Introduction: Poor health literacy is common with the average adult reading at the 8th grade level. Guidelines suggest information intended for patients should be written at or below the 6th grade level. We aimed to asses the readability of stroke trial participant information sheets using two validated readability measures.

Methods: Participant information sheets were requested from all actively recruiting studies in the NIHR stroke portfolio. Body text was extracted using a standardised method and analysed with the Flesch-Kincaid and the Simple Measure of Gobbledygook (SMOG) formulae.

Results: Participant information sheets were received from 42 (41%) of studies.

The mean SMOG grade was 11.9 (95% CI 11.7–12.1), with a mean Flesch-Kincaid grade of 9.84 (95% CI 9.50–10.2). When grouped by SMOG grade, none of the sheets were categorised as being of easy or average reading difficulty (SMOG <10), with 55% categorised as difficult to read (SMOG 10–12) and 45% being very difficult to read (SMOG >12). Flesch-Kincaid and SMOG grades correlated well with Pearson's r = 0.943, however the Flesch-Kincaid formula significantly underestimated reading difficulty, mean underestimation 2.05 grades (95% CI 1.90–2.19), P < 0.0001.

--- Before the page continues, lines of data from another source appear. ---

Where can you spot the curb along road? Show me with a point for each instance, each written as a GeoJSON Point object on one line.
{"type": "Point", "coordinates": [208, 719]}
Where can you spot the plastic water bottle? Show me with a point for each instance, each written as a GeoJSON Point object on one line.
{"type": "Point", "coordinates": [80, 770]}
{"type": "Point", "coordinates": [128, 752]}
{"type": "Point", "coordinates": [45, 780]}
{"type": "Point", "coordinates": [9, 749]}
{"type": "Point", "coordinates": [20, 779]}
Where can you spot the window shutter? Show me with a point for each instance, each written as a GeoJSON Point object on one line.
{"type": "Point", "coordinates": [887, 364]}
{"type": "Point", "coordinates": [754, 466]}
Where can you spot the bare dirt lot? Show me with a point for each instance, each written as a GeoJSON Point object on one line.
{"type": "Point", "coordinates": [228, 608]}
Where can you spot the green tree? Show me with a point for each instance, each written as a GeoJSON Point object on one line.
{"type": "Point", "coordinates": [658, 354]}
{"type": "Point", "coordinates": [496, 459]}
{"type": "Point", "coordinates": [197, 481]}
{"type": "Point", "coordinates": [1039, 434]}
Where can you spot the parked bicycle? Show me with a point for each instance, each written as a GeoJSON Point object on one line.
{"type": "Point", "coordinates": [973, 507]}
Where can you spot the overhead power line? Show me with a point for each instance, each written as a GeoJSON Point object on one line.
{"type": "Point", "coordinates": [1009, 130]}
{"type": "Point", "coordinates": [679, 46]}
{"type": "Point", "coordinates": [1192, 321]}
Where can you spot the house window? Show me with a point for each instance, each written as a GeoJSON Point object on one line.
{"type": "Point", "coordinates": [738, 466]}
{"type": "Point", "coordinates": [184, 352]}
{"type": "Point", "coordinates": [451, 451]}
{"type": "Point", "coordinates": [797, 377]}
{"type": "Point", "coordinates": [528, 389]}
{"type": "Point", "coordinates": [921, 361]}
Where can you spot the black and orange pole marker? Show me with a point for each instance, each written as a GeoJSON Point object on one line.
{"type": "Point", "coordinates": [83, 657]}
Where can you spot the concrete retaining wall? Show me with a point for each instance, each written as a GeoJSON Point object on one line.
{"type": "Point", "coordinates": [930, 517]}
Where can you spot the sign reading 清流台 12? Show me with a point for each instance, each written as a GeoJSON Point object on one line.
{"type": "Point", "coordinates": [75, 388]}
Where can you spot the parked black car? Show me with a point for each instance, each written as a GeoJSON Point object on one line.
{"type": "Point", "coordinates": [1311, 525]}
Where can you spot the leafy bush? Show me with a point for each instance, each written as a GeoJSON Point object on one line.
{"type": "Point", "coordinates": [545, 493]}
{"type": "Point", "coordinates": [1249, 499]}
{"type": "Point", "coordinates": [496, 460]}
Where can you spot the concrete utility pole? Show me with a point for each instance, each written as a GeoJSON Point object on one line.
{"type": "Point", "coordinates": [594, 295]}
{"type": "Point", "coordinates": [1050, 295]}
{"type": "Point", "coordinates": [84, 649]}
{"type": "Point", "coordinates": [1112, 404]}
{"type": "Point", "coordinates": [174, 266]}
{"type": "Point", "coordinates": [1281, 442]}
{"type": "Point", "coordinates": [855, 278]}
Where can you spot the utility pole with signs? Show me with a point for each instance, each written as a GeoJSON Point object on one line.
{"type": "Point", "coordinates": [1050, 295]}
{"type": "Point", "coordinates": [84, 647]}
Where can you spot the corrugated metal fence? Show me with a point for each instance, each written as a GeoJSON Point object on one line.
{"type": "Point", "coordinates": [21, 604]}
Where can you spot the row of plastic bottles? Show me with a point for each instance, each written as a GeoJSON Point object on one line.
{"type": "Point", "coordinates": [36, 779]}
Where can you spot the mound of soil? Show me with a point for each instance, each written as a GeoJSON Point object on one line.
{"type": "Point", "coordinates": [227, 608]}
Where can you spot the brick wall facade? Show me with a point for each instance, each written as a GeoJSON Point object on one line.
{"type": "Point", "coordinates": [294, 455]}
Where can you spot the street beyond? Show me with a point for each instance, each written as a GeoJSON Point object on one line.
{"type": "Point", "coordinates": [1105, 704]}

Conclusions: In this sample nearly half of the participant information sheets were written at degree level or higher, with a SMOG grade over 12. None of the sheets would be comprehensible to the average adult, nor did any comply with current readability guidelines. To ensure participant understanding, researchers should routinely assess the readability of written material used as part of the informed consent process, with SMOG being the readability measure of choice.